This is just about the easiest DIY I’ve ever done. Seriously, you can put together this baby in about 10 minutes.
When I was in the midst of making over one of Mom & Pop’s bathrooms, I had planned on keeping their builder grade mirror and simply framing it out for an inexpensive update. Well, good intentions don’t always end up with good results. After building the concrete sink (click HERE for tutorial), I was installing the concrete backsplash and well, I broke the mirror. Doh!
I know, I know…seven years bad luck. Yay for me. But needless to say it was time for plan B… a new mirror. So I head over to my local home improvement store to see what I could find. What I learned from my store visit is that framed mirrors are pretty damn expensive. Seriously, large framed mirrors can easily be $100 and up. I suppose that recognition was the first of my broken mirror bad luck. The other problem was that they didn’t have any mirrors that really fit with the new steel cable suspension shelves (click HERE for tutorial) that I had already built and installed in the bathroom.
So my solution: return to plan A…. well, a revised plan A. That is, framing a new mirror.
I found a nice sized 30″ x 24″ frameless beveled mirror at Lowes for $18.97, but with my 10% off coupon the price was right around $17. (Did you know that change of address packets from the Post Office includes 10% off Lowes coupons? So I gotta tell ya that I usually pick up a few packs whenever I stop at the Post Office. The best was when I used one of those coupons for a new washing machine. Score!)
While at the store, I also picked up some mirror adhesive and some 1/4″ thick strips of craft wood.
My total cost for everything with coupon was just under $30. Not too bad for a new custom mirror.

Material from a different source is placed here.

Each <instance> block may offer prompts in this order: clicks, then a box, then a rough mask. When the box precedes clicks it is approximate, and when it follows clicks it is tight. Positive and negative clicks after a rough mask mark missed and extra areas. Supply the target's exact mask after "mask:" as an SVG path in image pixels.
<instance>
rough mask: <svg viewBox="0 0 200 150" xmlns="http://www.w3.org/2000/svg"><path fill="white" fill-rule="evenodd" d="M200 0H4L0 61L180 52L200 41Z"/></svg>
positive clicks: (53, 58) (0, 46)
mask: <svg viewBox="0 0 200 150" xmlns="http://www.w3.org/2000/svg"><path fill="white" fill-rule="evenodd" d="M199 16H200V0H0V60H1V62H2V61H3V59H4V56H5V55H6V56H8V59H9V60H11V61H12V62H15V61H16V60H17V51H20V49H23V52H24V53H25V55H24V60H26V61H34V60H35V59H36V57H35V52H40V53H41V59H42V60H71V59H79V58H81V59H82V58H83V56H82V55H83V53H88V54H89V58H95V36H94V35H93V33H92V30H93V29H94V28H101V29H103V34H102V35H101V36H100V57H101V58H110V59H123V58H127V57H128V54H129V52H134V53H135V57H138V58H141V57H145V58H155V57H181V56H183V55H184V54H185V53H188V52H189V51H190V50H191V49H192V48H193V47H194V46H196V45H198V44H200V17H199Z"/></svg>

To start, cut your strips of wood the appropriate lengths for the size of your mirror. I cut the wood longer than the length and width of the mirror so that the ends would over hang the mirror. I cut the vertical strips 36 inches and the horizontal strips 27 inches.
I stained the wood with Minwax Polyshades in Ebony, the same stain I used on the shelves. To stain, use a high quality paint brush to apply the stain. Then wipe off the stain using a clean cloth. Repeat if you want a darker color. I was happy with only one coat of stain.
Next, using a hot glue gun I glued the vertical strips of wood directly to the sides of the mirror with the edges extending past the top and bottom length of the mirror.
The horizontal strips are then glued to the top and bottom ends directly onto the vertical wood strips, also with the ends extending past the side edges.
Finally, use mirror adhesive to glue your mirror directly onto the wall. Note that you should not try to adhere your mirror with anything other than mirror adhesive because other types of glue can ruin the mirror backing.
Also, when adhering the mirror, use some mirror clips to hold the mirror in place until the glue dries so you don’t risk the mirror crashing to the floor in the middle of the night. That would suck. Remove the clips from the wall once the mirror glue has dried and fill in any holes left behind by the clips.
That’s it. How easy is that?!!!
Then stand back and admire you lovely new DIY rustic mirror.